286220 views around the world

You can reuse this answer
Creative Commons License

Answer 1 · 2015-04-15T18:47:39

Please see two possibilities below and another in a separate answer.

Using Pythagorean Identity

$sin^2x+cos^2x=1$ , so $cos^2x = 1-sin^2x$

$cosx = +- sqrt (1-sin^2x)$

$sinx + cosx = sinx +- sqrt (1-sin^2x)$

Using complement / cofunction identity

$cosx = sin(pi/2-x)$

$sinx + cosx = sinx + sin(pi/2-x)$

Answer 2 · 2017-08-19T14:01:13

I've learned another way to do this. (Thanks Steve M.)

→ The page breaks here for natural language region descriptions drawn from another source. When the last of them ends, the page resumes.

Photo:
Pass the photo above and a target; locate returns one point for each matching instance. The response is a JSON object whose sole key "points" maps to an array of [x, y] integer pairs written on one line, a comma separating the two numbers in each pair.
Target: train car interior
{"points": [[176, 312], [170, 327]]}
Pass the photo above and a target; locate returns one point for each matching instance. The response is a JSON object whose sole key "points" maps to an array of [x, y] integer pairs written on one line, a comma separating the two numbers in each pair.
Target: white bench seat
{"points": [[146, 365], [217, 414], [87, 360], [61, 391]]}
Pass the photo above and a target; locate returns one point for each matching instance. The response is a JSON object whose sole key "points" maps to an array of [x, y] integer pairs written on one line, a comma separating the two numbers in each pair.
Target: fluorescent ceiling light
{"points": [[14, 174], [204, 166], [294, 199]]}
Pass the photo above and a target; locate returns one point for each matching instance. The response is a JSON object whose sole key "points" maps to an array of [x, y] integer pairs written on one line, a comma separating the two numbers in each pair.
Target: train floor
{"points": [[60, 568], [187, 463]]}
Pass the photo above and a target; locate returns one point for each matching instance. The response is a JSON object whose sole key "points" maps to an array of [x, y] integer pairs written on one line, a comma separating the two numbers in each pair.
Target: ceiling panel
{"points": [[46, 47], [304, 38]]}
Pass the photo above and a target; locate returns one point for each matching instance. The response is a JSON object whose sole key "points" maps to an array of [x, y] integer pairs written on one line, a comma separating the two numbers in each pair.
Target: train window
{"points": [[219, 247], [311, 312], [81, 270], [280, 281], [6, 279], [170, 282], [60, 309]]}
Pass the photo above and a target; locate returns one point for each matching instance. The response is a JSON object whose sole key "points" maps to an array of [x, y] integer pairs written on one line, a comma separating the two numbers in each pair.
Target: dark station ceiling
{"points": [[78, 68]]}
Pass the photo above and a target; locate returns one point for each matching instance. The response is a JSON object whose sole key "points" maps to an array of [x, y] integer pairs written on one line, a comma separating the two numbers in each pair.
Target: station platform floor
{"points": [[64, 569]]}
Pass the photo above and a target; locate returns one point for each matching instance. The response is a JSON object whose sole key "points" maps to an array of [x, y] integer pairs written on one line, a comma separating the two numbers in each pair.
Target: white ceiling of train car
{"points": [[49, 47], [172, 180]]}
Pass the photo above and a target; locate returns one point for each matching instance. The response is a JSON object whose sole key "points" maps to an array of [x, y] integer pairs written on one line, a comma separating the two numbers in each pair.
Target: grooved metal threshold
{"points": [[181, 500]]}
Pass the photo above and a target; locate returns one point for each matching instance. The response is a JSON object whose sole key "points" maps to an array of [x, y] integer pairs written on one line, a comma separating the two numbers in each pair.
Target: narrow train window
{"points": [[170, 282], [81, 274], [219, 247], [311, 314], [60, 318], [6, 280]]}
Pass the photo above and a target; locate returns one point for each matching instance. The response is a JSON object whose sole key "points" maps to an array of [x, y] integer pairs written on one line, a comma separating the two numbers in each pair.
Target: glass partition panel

Suppose that $sinx+cosx=Rsin(x+alpha)$

Then

$sinx+cosx=Rsinxcosalpha+Rcosxsinalpha$

$=(Rcosalpha)sinx+(Rsinalpha)cosx$

The coefficients of $sinx$ and of $cosx$ must be equal so

$Rcosalpha = 1$
$Rsinalpha=1$

Squaring and adding, we get

$R^2cos^2alpha+R^2sin^2alpha = 2$ so $R^2(cos^2alpha+sin^2alpha) = 2$

$R = sqrt2$

And now

$cosalpha = 1/sqrt2$
$sinalpha = 1/sqrt2$

so $alpha = cos^-1(1/sqrt2) = pi/4$

$sinx+cosx = sqrt2sin(x+pi/4)$